One of the most beautiful words I see is in relation between “July” and “Cancer”.
In Phonetic Transcription:
July: ka – ra- ka – da:
Cancer: kɔ: – ra – kod
It is not so obvious. But if in Thai script.
By removing long vowel a:, the way it is read changes differently, due to the complex inherent vowels rules involved. (In my opinion, Thai inherent vowel rule is even more sophisticated than its predecessor Sanskrit language.)
General Rules of Thumb that I have observed:
2 consonants (or the last 2 consonants of the words):
There is a hidden ‘o’ between 2 consonants, unless the second one is ร ย ว อ. If the second consonant is ร, the inherent vowel is ‘-ɔ:’ instead of ‘-a’. (Of course, we know -ย -ว do not exist, we can’t read the combination ดย ปว for instance, while -อ is obviously a vowel -ɔ: like รอ คอ ขอ จอ)
3 or more consonants in a row.
*Note if the first two consonants are true clusters like กร กล ปล ปร ตร คร etc, the previous rule applies, with these clusters treated as 1 consonant unit: eg, กรง (krong) กลม (klom) ปลด (plod) ปรบ (prob) ตรง (trong) ครบ (khrob)
Otherwise, starting backward from the 3rd consonant on, the consonant is usually read with short ‘-a’, with exception for letter coming before ร which will be read with vowel ‘-ɔ:’.*
Applying the rule to the word “กรกฎ”, the first ก comes before ร and therefore is read as กอ, ร is the third last letter and therefore is read as ระ, and with ultimate rules, the final two consonants are read as กฎ (กด) – kod. Hence, together we read the word กรกฎ as กอ ระ กด kɔ: – ra – kod.
But when there is a vowel attached to the consonant chain, this system is somehow a little ‘disturbed’. The short ‘o’ rule no longer applies, and the all the unvocalized consonants before vowelized consonant will all be read with ‘-a’. Therefore กรกฎา (กะ ระ กะ ฎา) ka – ra- ka – da:
Sanskrit is simpler in a sense that every consonant without vowel is read with ‘-a’. Thai inherent rule made some Sanskrit loans sound very distinct from their origins.
नरक – ‘naraka’ vs. นรก ‘na – rok’ “Hell”
नगर – ‘nagara’ vs. นคร ‘na -khɔ:n’ “City”
Another interesting word is พล, a word relating to power, strength or energy, from which many words are derived. Standing alone, or used as a last syllable, it is read as ‘phon’. Many names, including the king’s, contain this as the last syllable. ภูมิพล (phumi-phon) อิทธิพล (itthi-phon).
By adding ‘-ang’ to this word, พลัง “energy” is read as pha – lang.
When this word is used at the front of other elements in a compound word พล- , it is read as “pha-la-“, for example พลศึกษา pha-la-suek-sa: or in short พละ pha-la, meaning physical education, a subject in school where students exercise in the field.
There is also this Thai singer named พลพล, and people were making fun of his name, discussing how it should be read.
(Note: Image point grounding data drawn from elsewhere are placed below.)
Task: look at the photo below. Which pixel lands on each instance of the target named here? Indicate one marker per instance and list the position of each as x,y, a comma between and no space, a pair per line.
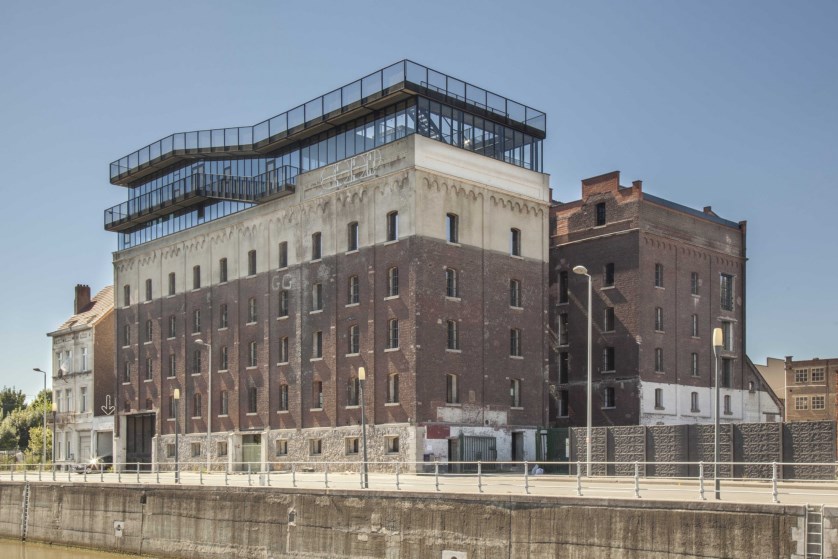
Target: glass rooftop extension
358,98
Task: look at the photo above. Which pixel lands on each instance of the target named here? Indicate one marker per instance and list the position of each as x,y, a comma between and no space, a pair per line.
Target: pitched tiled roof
98,307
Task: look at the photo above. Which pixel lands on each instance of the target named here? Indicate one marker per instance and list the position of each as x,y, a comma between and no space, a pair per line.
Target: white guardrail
816,479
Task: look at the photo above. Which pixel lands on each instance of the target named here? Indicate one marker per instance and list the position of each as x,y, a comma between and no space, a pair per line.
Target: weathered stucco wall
202,522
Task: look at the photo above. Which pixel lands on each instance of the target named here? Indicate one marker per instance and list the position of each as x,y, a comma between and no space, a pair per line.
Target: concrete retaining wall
203,522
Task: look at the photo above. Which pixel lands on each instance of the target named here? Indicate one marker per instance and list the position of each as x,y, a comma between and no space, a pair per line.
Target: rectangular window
317,297
283,303
317,345
564,292
515,393
515,342
658,275
563,329
515,242
353,388
393,333
392,226
222,270
196,362
283,397
251,263
316,246
452,393
283,350
658,360
283,255
452,228
727,335
351,445
727,373
252,355
392,388
317,394
315,447
608,320
354,291
726,292
453,335
659,398
452,287
251,310
608,364
608,275
600,214
223,403
515,293
352,236
252,399
393,282
354,339
196,405
564,367
801,376
608,401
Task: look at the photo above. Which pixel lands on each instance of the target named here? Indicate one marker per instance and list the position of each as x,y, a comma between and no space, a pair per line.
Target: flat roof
375,91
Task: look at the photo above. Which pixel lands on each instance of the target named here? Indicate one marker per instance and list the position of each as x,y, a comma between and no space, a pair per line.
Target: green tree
10,400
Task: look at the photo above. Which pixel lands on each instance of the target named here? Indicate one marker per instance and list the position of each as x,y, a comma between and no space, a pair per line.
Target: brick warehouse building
664,276
399,223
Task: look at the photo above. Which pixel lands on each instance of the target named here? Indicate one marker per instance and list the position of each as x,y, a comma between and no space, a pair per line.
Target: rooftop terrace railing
246,140
195,188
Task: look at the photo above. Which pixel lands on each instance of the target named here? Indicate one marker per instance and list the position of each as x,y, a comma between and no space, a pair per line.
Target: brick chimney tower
82,298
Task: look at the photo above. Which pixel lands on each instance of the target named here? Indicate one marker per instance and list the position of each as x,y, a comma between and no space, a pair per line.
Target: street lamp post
209,398
583,271
718,342
176,396
44,435
362,377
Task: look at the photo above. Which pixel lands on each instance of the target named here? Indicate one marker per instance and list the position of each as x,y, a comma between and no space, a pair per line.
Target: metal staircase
24,517
814,532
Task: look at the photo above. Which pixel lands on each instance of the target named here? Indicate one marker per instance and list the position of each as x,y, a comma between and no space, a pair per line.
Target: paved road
813,492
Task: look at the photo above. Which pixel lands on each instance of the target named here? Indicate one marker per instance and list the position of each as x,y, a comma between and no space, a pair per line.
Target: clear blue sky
729,104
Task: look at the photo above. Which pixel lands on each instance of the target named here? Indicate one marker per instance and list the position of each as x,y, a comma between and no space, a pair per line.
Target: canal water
11,549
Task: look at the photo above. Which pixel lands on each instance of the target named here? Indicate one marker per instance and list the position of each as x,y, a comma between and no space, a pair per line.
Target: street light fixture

Hence, applying the rules explained earlier, the consonants before the last two will be read with -a, and therefore his name is “Pha-la-phon”.
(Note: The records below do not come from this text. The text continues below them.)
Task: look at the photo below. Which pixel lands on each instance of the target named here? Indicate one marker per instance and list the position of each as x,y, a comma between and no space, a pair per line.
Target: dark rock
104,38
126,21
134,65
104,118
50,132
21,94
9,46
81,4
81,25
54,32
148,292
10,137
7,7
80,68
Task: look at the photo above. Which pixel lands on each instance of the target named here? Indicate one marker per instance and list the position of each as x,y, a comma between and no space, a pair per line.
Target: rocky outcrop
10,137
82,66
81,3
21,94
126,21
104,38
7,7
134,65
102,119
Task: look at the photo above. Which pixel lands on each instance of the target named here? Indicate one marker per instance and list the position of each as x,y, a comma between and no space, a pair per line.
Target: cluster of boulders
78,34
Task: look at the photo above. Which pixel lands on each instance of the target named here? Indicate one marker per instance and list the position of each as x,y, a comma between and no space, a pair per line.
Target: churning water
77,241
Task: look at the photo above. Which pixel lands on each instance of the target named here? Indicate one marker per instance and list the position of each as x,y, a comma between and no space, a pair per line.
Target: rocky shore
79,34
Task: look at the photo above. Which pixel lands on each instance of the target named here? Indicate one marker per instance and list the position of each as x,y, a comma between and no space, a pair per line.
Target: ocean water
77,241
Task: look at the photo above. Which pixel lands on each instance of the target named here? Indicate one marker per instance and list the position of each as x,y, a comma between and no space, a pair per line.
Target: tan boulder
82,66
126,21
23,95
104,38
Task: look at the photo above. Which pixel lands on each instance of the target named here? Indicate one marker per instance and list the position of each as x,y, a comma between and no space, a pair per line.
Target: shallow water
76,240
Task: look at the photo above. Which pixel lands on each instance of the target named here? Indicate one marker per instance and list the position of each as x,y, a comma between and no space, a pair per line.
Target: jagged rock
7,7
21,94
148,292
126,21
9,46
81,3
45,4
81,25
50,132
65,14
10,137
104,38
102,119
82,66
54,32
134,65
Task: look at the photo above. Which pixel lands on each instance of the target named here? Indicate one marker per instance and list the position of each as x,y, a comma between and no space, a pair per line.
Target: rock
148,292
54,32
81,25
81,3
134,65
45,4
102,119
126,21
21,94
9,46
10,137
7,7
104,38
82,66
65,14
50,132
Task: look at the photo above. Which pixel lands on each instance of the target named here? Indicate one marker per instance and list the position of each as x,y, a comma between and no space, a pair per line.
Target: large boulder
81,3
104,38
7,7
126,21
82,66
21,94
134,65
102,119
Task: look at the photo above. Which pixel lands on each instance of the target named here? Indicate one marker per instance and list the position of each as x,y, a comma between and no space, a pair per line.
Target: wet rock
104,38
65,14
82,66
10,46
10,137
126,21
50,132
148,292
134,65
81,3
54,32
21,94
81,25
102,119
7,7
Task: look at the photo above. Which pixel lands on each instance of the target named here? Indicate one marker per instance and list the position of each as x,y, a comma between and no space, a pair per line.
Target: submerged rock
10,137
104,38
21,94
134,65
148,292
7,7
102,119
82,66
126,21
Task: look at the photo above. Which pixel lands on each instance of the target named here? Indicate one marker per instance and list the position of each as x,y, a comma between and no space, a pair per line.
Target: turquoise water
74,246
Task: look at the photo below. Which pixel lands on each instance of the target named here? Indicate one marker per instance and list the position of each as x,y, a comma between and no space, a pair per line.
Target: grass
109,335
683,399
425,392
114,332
Oh, yeah! By writing this post, I now know why พล ผล ‘phl’ cluster is so irregular. For native words that already start with ‘phl’, they are true cluster such as ผลัก “phlak” เพลง “phleng” เพลิง “phlerng” เพลิน “phlern”. On the other hand, derivative words are not read as cluster. พลัง is derived from พล, as of above. ผล “phon” (result) is affixed with -it, to become ผลิต “pha-lit” (to produce) and from which we derive the word ผลิตภัณฑ์ “pha-lit-ta-phan” (product).
And there is also another way to read 4 letter words. Instead of first 2 letter acquiring ‘-a’, some words are read as 2 pairs of ‘-o-‘ with or without linking -a from the second letter.
ต.ย. อพยพ – “op-pha-yop” (migrate) and สกปรก “sok-(ka)-prok” (dirty) – sometimes I hear people saying without ka.
Oh, by the way, many Thai people tend to read January มกราคม as mok -(ka) ra: – khom, when it is meant to be read as ma – ka – ra: – khom.